Norizan Bakar

Personal information
- Full name: Norizan bin Bakar
- Date of birth: January 27, 1961 (age 64)
- Place of birth: Perlis, Malaysia
- Position(s): Midfielder

Team information
- Current team: Felcra F.C. (Director of Football)

Senior career*
- Years: Team / Apps / (Gls)
- 1978–1989: Perlis FA

Managerial career
- 2003–2004: Perlis FA
- 2005: Penang FA
- 2005–2006: Malaysia U-23
- 2005–2007: Malaysia
- 2008: Kelantan FA
- 2011–2012: Perak FA

= Norizan Bakar =

Malaysian footballer

Norizan bin Bakar (born 27 January 1961 in Kampung Datuk Kaya Man, Perlis) is a former Malaysian football player. He currently the Director of Football for Felcra F.C.

== Club career ==

Norizan played for his home state Perlis in semi-pro league from 1978 until 1989. His main achievement as a player was a Division Two title in 1989 with Perlis FA.

==Coaching career ==

=== Perlis FA and Penang FA ===

Norizan started his coaching career with his own former team Perlis FA. He also had a stint with Penang FA.

With Perlis, he won the Malaysia Cup in 2004 as well as the Malaysia FA Cup runner-up in 2003.

=== Malaysia ===

After Bertalan Bicskei relieved of his duties as the head coach of the Malaysia national football team, Norizan was appointed as his successor by Football Association of Malaysia in September 2005. He was also appointed as head coach of Malaysia national under-23 football team, until 2006.

Early in his reign, the Malaysia U-23 squad achieved Manila 2005 SEA Games bronze medal, and the senior team also emerges as ASEAN Football Championship semifinalists in 2007.

However, in the 2007 AFC Asian Cup, which Malaysia qualified as co-hosts, Norizan had his worst results as a coach. The Malaysian team was hammered 5–1 against China and 5–0 against Uzbekistan; only a 2–0 loss against Iran was considered a respectable score. After the defeat against Uzbekistan, Norizan was sacked, although he was still in charge for the final group match against Iran.

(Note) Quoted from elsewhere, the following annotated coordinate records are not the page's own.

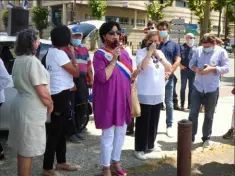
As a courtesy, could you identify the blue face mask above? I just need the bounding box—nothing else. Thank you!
[203,47,214,53]
[159,31,168,38]
[189,39,195,46]
[72,39,82,46]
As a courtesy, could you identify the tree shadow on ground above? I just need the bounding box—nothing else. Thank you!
[192,162,235,176]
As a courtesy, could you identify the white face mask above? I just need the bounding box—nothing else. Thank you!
[203,47,214,53]
[189,39,195,46]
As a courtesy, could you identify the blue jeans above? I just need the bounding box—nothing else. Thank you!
[180,69,195,107]
[189,87,218,142]
[165,76,174,128]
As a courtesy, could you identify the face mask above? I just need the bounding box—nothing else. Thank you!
[189,39,195,46]
[72,39,82,46]
[159,31,168,38]
[203,47,214,53]
[105,40,116,49]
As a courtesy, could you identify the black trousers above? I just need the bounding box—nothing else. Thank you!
[0,103,3,154]
[67,91,78,137]
[43,90,71,170]
[135,104,161,151]
[173,75,178,107]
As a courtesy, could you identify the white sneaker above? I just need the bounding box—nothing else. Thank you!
[166,127,174,138]
[148,146,162,152]
[134,151,147,160]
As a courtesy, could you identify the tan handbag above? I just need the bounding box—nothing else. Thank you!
[131,81,141,118]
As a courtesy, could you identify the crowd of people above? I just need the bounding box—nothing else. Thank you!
[0,21,234,176]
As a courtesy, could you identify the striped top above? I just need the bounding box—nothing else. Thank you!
[64,44,91,76]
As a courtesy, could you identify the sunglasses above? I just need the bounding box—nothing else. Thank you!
[108,30,121,35]
[148,27,154,30]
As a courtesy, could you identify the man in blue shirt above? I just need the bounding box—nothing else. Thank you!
[180,33,196,111]
[189,33,229,147]
[157,21,181,137]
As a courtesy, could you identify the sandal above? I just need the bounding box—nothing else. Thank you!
[112,162,127,176]
[55,163,78,171]
[102,167,112,176]
[42,170,63,176]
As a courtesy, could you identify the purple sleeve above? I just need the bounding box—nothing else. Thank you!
[93,52,107,83]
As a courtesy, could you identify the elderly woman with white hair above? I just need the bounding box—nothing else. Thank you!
[180,33,196,111]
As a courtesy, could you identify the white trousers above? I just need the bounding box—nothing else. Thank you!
[100,124,127,167]
[232,107,235,129]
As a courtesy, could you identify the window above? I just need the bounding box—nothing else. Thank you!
[213,26,219,31]
[119,17,129,24]
[175,0,188,7]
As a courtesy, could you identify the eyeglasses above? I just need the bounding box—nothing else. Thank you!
[148,27,154,30]
[108,30,121,35]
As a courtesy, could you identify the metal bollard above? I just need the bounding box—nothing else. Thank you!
[177,120,192,176]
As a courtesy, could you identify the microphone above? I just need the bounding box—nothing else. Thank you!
[114,40,120,61]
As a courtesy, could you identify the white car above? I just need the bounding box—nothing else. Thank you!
[0,33,51,130]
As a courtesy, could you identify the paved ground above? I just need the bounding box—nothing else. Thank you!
[0,59,234,176]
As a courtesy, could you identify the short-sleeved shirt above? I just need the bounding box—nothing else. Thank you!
[64,44,91,76]
[46,48,74,95]
[136,48,165,105]
[159,39,180,65]
[12,55,50,109]
[180,43,196,68]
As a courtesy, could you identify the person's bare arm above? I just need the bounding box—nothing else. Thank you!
[34,84,53,114]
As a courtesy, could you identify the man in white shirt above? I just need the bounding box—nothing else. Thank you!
[0,59,11,160]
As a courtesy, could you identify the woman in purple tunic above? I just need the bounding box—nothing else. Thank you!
[93,22,136,176]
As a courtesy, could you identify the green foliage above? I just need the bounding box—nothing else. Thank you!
[146,0,173,22]
[32,6,49,38]
[228,4,235,23]
[89,0,107,20]
[2,9,8,30]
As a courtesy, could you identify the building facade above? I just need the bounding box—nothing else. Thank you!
[0,0,228,51]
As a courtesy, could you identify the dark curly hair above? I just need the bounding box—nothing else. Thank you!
[99,21,121,43]
[51,25,72,47]
[15,29,39,56]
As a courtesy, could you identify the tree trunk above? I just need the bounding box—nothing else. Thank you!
[218,8,222,37]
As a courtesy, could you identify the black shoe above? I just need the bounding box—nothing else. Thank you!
[223,129,234,139]
[126,130,134,136]
[174,105,181,111]
[0,152,5,160]
[76,133,85,141]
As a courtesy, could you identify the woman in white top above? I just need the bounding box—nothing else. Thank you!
[134,32,171,160]
[8,29,53,176]
[43,25,79,176]
[0,58,11,160]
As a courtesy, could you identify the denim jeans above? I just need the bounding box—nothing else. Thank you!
[165,76,174,127]
[189,87,218,142]
[180,69,195,107]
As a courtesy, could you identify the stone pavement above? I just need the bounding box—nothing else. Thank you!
[0,57,234,176]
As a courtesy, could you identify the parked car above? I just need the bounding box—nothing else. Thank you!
[0,33,51,130]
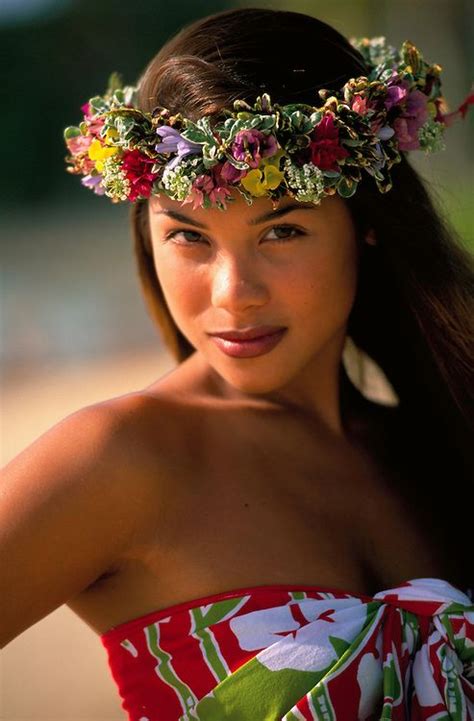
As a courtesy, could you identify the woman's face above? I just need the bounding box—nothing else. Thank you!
[148,191,358,404]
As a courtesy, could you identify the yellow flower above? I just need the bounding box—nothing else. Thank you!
[240,149,285,198]
[88,138,118,173]
[105,128,119,145]
[426,100,437,118]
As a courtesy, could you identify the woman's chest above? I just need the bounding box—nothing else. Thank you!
[68,416,448,633]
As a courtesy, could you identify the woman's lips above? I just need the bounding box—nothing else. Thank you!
[211,328,288,358]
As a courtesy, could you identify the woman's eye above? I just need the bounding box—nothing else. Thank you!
[166,225,304,245]
[270,225,303,243]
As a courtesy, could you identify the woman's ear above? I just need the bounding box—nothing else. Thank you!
[364,228,377,245]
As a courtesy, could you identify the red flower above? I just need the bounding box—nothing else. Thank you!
[122,150,158,202]
[309,113,350,170]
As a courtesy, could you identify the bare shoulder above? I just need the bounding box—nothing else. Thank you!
[0,397,166,645]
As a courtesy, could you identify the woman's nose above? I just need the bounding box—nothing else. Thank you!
[211,258,269,313]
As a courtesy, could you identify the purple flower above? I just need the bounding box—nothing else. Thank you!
[155,125,202,170]
[384,70,410,110]
[221,160,247,183]
[81,175,105,195]
[232,129,278,168]
[376,125,395,140]
[393,90,429,150]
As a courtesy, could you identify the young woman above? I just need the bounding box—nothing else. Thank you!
[0,8,474,721]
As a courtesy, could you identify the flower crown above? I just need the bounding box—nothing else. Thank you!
[64,37,474,210]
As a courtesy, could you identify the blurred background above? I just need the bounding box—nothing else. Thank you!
[0,0,474,721]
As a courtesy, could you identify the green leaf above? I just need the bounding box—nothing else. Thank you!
[64,125,82,140]
[107,70,123,94]
[89,95,109,113]
[337,178,357,198]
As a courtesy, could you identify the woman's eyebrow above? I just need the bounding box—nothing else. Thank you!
[153,203,315,230]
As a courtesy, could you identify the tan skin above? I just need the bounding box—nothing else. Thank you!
[68,188,446,633]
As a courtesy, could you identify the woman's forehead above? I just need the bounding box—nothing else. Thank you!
[149,191,336,223]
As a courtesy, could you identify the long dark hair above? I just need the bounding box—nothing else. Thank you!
[131,8,474,586]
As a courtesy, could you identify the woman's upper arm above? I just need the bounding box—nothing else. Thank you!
[0,403,143,648]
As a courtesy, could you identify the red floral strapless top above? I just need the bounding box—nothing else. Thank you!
[100,578,474,721]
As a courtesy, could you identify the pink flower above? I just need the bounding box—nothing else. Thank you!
[66,135,93,155]
[186,166,232,210]
[309,113,350,170]
[351,95,368,115]
[122,150,158,202]
[232,129,278,168]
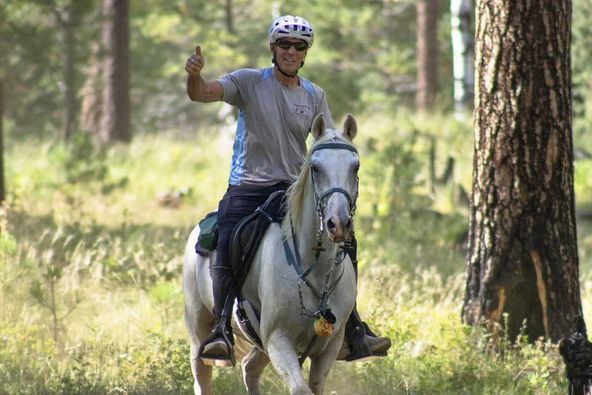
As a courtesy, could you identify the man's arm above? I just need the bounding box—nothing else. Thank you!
[185,45,224,103]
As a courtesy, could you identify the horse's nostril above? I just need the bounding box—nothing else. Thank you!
[327,219,335,231]
[345,218,352,230]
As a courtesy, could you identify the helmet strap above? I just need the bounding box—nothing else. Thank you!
[271,50,304,78]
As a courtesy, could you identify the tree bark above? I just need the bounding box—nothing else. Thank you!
[416,0,438,111]
[462,0,582,341]
[99,0,132,143]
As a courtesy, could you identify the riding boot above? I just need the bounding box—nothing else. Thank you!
[337,234,391,362]
[198,267,238,366]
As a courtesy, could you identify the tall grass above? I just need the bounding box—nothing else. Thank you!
[0,118,592,395]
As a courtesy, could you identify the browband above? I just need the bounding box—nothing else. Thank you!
[310,143,358,155]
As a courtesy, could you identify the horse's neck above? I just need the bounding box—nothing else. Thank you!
[294,185,338,268]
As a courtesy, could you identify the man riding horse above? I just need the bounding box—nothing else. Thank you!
[185,15,391,364]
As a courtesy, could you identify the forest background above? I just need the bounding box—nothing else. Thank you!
[0,0,592,394]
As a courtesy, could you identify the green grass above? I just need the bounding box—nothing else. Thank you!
[0,113,592,395]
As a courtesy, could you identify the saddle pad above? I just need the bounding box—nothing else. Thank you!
[230,190,286,288]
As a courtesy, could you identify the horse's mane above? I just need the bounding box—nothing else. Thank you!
[282,129,353,237]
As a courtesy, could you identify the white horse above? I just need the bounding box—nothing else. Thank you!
[183,114,359,394]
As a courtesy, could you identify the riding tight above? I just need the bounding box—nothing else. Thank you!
[212,182,290,319]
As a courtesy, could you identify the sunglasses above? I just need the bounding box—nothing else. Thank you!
[275,40,308,52]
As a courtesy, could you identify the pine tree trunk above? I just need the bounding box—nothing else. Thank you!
[462,0,582,341]
[100,0,131,143]
[416,0,438,111]
[450,0,475,115]
[61,2,78,140]
[80,42,103,136]
[0,78,6,203]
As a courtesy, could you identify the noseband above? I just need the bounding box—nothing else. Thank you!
[310,143,358,224]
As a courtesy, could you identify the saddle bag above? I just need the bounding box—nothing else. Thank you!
[196,211,218,251]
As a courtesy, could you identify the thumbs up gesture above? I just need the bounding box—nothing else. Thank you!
[185,45,205,77]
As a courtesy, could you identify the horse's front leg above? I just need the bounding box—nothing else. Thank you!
[241,347,269,395]
[266,330,312,395]
[308,335,343,395]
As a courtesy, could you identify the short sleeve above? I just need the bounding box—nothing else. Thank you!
[313,90,335,129]
[218,70,244,108]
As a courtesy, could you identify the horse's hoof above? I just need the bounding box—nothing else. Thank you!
[198,338,236,366]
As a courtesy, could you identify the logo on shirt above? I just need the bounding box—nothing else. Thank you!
[294,104,312,120]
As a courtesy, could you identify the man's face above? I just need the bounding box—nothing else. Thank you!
[274,38,308,74]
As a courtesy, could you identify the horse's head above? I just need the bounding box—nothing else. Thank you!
[310,114,360,243]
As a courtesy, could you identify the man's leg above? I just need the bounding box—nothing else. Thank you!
[198,183,288,366]
[337,234,391,362]
[198,201,238,366]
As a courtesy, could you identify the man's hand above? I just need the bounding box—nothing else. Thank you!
[185,45,205,77]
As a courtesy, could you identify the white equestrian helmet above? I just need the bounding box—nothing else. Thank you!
[269,15,314,48]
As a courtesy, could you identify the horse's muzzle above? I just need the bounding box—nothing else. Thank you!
[325,210,353,243]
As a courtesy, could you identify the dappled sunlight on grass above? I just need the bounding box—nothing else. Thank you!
[0,113,592,395]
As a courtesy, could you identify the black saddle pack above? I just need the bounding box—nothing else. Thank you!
[195,190,286,287]
[230,190,286,287]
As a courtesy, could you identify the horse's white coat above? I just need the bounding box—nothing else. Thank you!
[183,116,358,395]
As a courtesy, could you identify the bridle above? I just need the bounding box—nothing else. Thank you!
[310,143,359,231]
[283,142,359,367]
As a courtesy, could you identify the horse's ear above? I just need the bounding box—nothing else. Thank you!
[343,114,358,141]
[311,113,325,140]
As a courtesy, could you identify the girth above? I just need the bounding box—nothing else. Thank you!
[230,190,286,288]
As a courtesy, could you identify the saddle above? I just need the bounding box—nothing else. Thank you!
[195,190,286,349]
[195,190,286,287]
[230,190,286,288]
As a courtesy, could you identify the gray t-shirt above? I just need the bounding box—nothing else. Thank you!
[219,68,334,186]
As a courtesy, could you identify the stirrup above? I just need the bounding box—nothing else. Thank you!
[337,335,391,362]
[197,328,236,367]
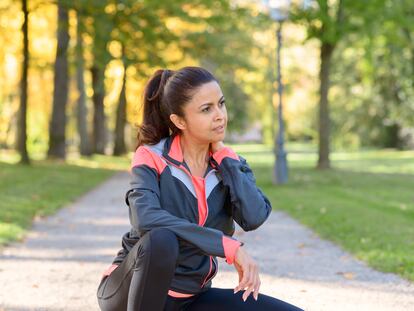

The poor showing by the Malaysia national team at the Asian Cup and the criticism from the Malaysia fans and medias also led to a mass resignation of the upper echelons of Football Association of Malaysia (FAM) including the deputy president, Tengku Abdullah ibni Sultan Ahmad Shah.

===Kelantan FA and Perak FA===

In 2008, Norizan became the manager for Kelantan FA. Due to family problems, he resigned from his position as Kelantan FA's coach at the end of the season.

He was appointed head coach of Perak FA in October 2010. In his first season with Perak, the team achieved 6th place in the league, a vast improvement from 11th place of the previous season. His second season with Perak brought mixed fortunes. Although the team ended the league at an improved 4th place, he had criticism from the fans over his tactics and players chosen, in particular import striker Lazar Popovic who only scored once in 14 matches. A heavy 6–0 defeat by Kelantan FA on 7 July in the league seals Norizan's fate, Perak relieved him of his duties soon after, his job taken over by his assistant Chong Yee Fat for the remainder of the league games, and Jang Jung for the season-ending 2012 Malaysia Cup competition.

==Personal life==
Norizan was also known by his nickname 'Cikgu Jan'. The nickname (Cikgu meaning 'Teacher' in Malay, and Jan is a diminutive form of Norizan), stems from his background as a former school teacher.